Hazy days – Lens fungus
If I use the lens wide open and pop the camera into auto mode I do get an “ERR33” code and that is a communication issue between the lens and the camera. As I have stated earlier in this post, you have to have the lens set at its lowest aperture and locked for the error code to go. Fortunately this lens allows you to lock the aperture and once this is done the camera takes over the exposure when it is working in automatic mode. So as I also stated earlier, it appears the seller was probably not aware of this requirement/issue.
Result:
We have a fantastic working camera, it does all it was produced to do, it has its little quirks and oddities, but being familiar with these cameras and at least having some knowledge and awareness of how they operate is always a wise thing. Read the instructions and don’t just throw them in the drawer until you eventually sell the camera on as a damaged item, when in fact you were just lacking the knowledge on how it operates in the first place. Instruction manuals are good, they serve a purpose. Knowledge is king.
The complete camera with lens
This camera cost me £8:00GBP. That is a superb price for a camera of this quality even though it is now 23 years old. It has a lot of life left in it, and I can’t wait to get it out and give it a real test.
It’s a little beauty – And the lens that needs attention
So in theory I’m confident and happy that this camera is now in a fully operational order, it’s needed a clean, it’s needed a lot of research to find out how it works, and I’ve also downloaded the operating instructions and repair pack should they be required.

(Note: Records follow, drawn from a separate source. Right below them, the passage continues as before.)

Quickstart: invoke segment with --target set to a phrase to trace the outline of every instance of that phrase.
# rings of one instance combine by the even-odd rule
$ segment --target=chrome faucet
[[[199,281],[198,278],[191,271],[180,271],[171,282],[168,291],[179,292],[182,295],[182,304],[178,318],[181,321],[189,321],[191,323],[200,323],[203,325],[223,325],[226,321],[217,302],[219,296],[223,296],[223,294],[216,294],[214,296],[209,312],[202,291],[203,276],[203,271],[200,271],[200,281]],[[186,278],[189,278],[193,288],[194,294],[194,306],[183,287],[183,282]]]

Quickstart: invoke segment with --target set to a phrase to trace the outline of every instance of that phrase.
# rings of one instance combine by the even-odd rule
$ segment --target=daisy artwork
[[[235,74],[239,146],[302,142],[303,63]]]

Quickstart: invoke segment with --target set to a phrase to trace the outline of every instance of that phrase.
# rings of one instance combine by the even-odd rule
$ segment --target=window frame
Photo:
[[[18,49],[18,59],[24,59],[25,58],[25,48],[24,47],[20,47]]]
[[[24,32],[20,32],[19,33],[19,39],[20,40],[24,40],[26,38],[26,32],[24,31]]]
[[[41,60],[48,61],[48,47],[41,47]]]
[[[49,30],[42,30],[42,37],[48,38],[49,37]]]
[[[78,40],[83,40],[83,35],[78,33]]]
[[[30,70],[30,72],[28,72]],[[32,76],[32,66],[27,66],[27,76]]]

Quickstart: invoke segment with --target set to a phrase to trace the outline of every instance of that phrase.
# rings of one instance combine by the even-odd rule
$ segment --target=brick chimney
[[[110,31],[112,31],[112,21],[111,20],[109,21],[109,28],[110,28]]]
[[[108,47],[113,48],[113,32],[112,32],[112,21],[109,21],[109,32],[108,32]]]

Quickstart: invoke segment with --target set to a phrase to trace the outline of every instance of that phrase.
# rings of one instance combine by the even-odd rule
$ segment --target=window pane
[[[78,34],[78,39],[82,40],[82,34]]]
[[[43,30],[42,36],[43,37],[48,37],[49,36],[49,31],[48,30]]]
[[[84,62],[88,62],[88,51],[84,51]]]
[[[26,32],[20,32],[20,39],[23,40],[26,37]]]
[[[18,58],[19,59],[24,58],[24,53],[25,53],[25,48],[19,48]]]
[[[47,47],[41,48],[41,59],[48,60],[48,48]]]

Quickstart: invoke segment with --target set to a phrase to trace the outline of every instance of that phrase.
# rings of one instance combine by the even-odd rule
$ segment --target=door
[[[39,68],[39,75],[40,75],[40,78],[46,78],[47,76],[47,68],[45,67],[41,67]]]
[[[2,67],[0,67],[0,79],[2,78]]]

It’s taking pictures and storing them. It’s just the lens at the moment isn’t performing at its best due to its fungus on the optics issue. I’m keeping the pictures stored on the card to compare them with the new pictures that will be taken once I have another lens to use.
Once the lens clean up is complete, if I ever get around to it, I will link it through this post.
Edit:
As 12/7/25 I have purchased a newer higher quality lens without any of the above issues to be able to get some instantaneous results, and as I have about seven other Nikon cameras requiring testing, some with sensor issues, it was wise to invest in a better quality lens. I have purchased a Nikon 28-100mm AF Zoom Nikkor Lens G AF-d, in perfect condition and the post regarding it can be found here: Nikon 28-100mm AF Zoom Nikkor Lens G AF-D
A newer – old lens, much superior quality
As previously stated I will add photos in this post once the new lens arrives, to show the difference from the fungus infected lens to a decent lens. The old lens is still a work in progress and I will post about it again as a separate post once the clean up is complete. It will probably be a job completed once the long winter nights are back in situ.
Below are comparison photos between the old lens with fungal issues and this new lens:
It’s just typical for me to manage to make another post from an issue that has arisen from fixing a different item. But isn’t that life? Continuous improvement is a factor we come across on an almost daily basis, and if you deal with old items as much as I do, then there is always something else that needs repairing, something that requires your attention and I just love that. The ability to improve or make something better, gives such a feeling of achievement and accomplishment, and total satisfaction. And that’s why I write this drivel. It’s for me, it’s what this blog was originally set up for. It’s my journal of what I do.
Many thanks for following this post. You know it is always very much appreciated.